DNA analysis has matched a pair of the feet that have washed up on B.C. shores this year, confirming they are from the same female and providing a small advance for investigators trying to solve the mystery that has drawn global attention.
"It helps. It allows us to confirm two cases are now one so investigators can focus," said Jeff Dolan of the B.C. Coroner's Service.
The service yesterday matched a right foot found last May 22 on Kirkland Island with a left foot found on Nov. 11 in Richmond's Finn Slough.
Investigators from the RCMP, Delta Police Department and coroner's service are now trying to figure out whose feet they are.
"It's definitely good," Gail Anderson, a criminology professor at Simon Fraser University who studies the decomposition of remains, said last night. "It means there's not an extra person that's dead that we did not know about. It means we have been able to link one body together."
All but one of the feet have been found on B.C.'s southwest coast. The other was found in Washington State.
Before yesterday's disclosure, only one foot had been identified. It belonged to a depressed man thought to have taken his own life.
"This person has not yet, unfortunately, been identified by DNA, and that's obviously because some family member has not yet come forward to say, 'I'm missing a family member,' and so they could put their DNA on record," Prof. Anderson said.
The challenge now, she said, is somehow to match the DNA in the paired female feet with those of a missing person.
All of the running-shoe clad feet appear to have naturally separated - a biological process referred to as disarticulation - from their bodies due to water temperature, marine life and decomposition.
Officials say there is no evidence such as tool marks that any of the feet have been intentionally cut loose.
Prof. Anderson said she thinks there is less of a mystery to the case than people might expect.

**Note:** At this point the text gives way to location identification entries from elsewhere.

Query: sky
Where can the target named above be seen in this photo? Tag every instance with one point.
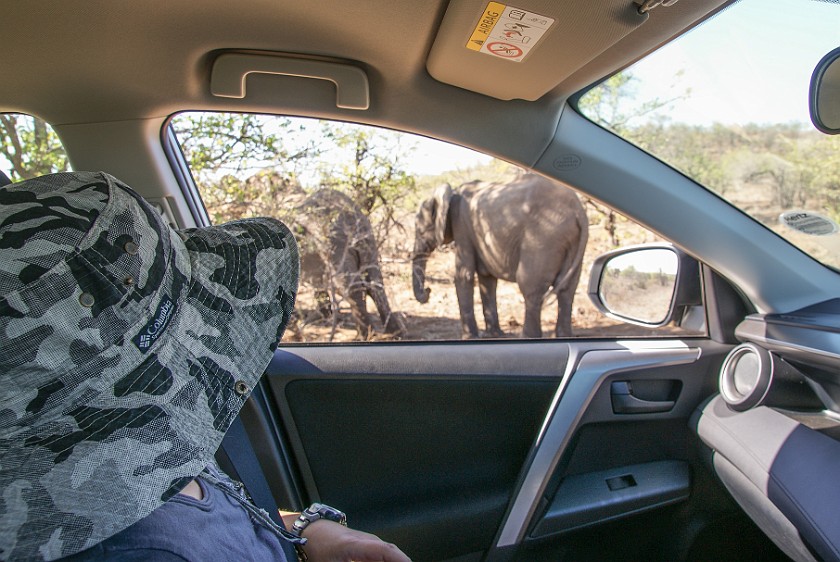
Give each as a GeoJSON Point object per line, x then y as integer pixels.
{"type": "Point", "coordinates": [750, 64]}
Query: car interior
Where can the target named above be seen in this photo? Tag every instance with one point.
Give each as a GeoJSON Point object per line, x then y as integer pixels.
{"type": "Point", "coordinates": [717, 442]}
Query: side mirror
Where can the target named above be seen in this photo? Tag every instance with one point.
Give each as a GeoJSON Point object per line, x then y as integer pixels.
{"type": "Point", "coordinates": [649, 285]}
{"type": "Point", "coordinates": [824, 98]}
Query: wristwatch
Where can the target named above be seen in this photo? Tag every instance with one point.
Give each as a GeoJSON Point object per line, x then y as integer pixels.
{"type": "Point", "coordinates": [311, 514]}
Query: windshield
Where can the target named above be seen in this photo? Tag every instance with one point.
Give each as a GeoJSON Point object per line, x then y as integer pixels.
{"type": "Point", "coordinates": [727, 105]}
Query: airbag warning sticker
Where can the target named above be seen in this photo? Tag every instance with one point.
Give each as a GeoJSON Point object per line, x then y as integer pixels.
{"type": "Point", "coordinates": [508, 33]}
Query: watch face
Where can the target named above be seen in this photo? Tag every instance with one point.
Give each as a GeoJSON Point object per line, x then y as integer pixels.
{"type": "Point", "coordinates": [327, 512]}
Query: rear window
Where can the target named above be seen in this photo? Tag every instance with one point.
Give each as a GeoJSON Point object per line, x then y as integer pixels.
{"type": "Point", "coordinates": [374, 183]}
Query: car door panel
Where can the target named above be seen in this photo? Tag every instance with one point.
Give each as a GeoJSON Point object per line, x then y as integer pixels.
{"type": "Point", "coordinates": [456, 449]}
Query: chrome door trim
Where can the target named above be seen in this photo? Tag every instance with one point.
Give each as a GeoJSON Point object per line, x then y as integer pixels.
{"type": "Point", "coordinates": [585, 371]}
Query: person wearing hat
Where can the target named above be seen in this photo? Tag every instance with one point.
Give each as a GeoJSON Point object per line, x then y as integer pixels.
{"type": "Point", "coordinates": [127, 348]}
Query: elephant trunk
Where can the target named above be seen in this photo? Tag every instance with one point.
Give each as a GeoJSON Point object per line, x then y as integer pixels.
{"type": "Point", "coordinates": [418, 277]}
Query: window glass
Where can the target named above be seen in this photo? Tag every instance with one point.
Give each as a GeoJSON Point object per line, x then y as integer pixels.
{"type": "Point", "coordinates": [727, 105]}
{"type": "Point", "coordinates": [346, 186]}
{"type": "Point", "coordinates": [29, 147]}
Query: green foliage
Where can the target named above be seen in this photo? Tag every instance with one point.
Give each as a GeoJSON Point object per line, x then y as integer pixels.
{"type": "Point", "coordinates": [30, 147]}
{"type": "Point", "coordinates": [252, 165]}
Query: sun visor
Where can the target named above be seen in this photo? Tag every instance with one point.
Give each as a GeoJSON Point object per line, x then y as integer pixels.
{"type": "Point", "coordinates": [524, 49]}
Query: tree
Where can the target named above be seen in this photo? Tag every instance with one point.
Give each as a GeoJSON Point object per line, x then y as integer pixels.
{"type": "Point", "coordinates": [613, 104]}
{"type": "Point", "coordinates": [245, 165]}
{"type": "Point", "coordinates": [368, 164]}
{"type": "Point", "coordinates": [30, 147]}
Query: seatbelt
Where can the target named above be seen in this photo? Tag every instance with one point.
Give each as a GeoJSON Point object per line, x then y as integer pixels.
{"type": "Point", "coordinates": [237, 457]}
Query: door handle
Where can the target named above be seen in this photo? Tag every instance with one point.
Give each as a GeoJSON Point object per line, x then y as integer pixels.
{"type": "Point", "coordinates": [623, 401]}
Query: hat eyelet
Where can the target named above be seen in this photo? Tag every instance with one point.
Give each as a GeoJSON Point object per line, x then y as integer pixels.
{"type": "Point", "coordinates": [241, 388]}
{"type": "Point", "coordinates": [131, 248]}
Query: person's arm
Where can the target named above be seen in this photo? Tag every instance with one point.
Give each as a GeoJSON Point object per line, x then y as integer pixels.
{"type": "Point", "coordinates": [327, 541]}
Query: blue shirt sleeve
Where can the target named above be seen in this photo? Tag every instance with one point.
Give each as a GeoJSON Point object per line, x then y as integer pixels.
{"type": "Point", "coordinates": [216, 527]}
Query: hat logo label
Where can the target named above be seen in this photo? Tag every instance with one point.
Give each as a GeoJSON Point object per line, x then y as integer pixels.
{"type": "Point", "coordinates": [156, 326]}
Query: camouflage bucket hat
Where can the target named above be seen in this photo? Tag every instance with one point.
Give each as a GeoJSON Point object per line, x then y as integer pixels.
{"type": "Point", "coordinates": [126, 350]}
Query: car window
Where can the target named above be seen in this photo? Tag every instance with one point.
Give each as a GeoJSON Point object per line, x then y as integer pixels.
{"type": "Point", "coordinates": [374, 183]}
{"type": "Point", "coordinates": [29, 147]}
{"type": "Point", "coordinates": [727, 105]}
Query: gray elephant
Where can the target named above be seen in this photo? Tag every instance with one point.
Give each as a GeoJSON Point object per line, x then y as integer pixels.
{"type": "Point", "coordinates": [532, 231]}
{"type": "Point", "coordinates": [338, 250]}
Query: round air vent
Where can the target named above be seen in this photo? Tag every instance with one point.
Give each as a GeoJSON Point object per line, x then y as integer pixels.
{"type": "Point", "coordinates": [752, 376]}
{"type": "Point", "coordinates": [746, 376]}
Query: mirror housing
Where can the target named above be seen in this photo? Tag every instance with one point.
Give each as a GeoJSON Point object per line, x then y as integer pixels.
{"type": "Point", "coordinates": [824, 96]}
{"type": "Point", "coordinates": [648, 285]}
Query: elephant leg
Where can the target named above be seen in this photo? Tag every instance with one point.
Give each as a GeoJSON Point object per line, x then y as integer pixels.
{"type": "Point", "coordinates": [487, 289]}
{"type": "Point", "coordinates": [357, 297]}
{"type": "Point", "coordinates": [464, 289]}
{"type": "Point", "coordinates": [376, 289]}
{"type": "Point", "coordinates": [533, 311]}
{"type": "Point", "coordinates": [323, 302]}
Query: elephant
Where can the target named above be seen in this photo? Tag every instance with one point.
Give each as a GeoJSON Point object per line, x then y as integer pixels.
{"type": "Point", "coordinates": [338, 250]}
{"type": "Point", "coordinates": [531, 230]}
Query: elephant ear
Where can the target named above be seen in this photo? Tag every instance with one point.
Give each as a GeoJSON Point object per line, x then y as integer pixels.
{"type": "Point", "coordinates": [443, 195]}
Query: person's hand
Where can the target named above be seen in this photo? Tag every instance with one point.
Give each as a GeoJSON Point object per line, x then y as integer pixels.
{"type": "Point", "coordinates": [330, 542]}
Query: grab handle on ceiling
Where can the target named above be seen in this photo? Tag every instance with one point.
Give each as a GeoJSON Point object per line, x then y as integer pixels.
{"type": "Point", "coordinates": [231, 70]}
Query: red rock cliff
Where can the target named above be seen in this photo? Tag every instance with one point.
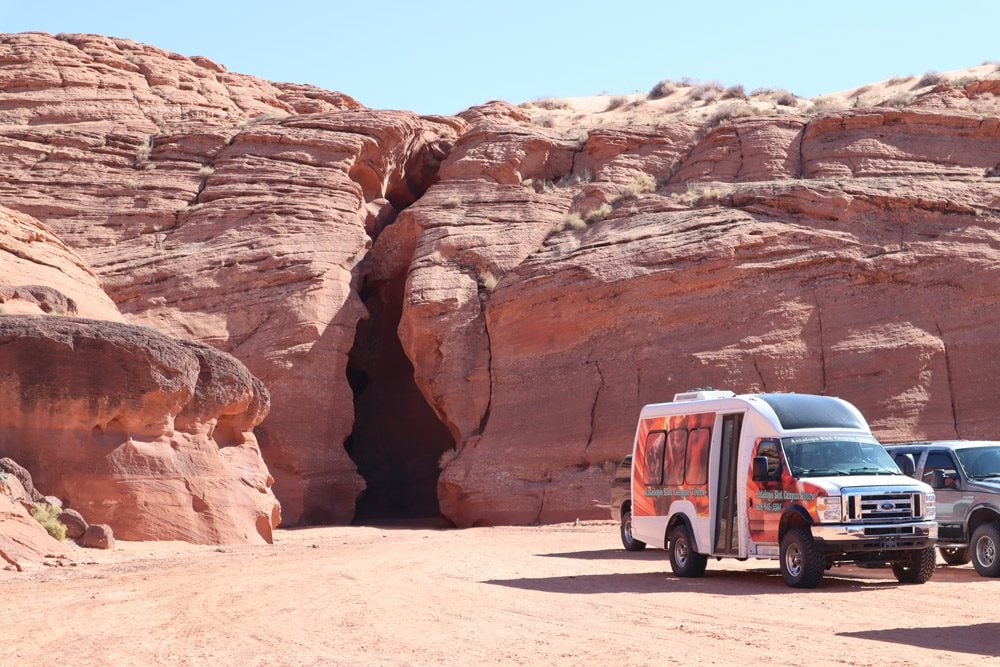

"Unfortunately, if you look at the records, there's an incredibly large number of people missing in British Columbia for various reasons, and not necessarily to do with foul play. If, in some way, either through deliberately going into the water or coming off a boat or plane or even a misadventure on a kayak or something a body ends up in the water then what happens is a natural disarticulation process and the body breaks apart," she said.
Hands, feet and the head break off easily because there is relatively little holding them on, she said.
Running shoes are especially good flotation devices. "You'll notice that every single one of these feet has been in a running shoe, not a stiletto shoe, not a bare foot. Basically, it's attached to a little flotation device. That's why I think the feet are coming ashore."
She noted that people are now more attentive to random running shoes in shore areas given the enormous publicity around the case, making them more likely to find such remains.
"It's quite possible that many of these situations in the past have been not noticed."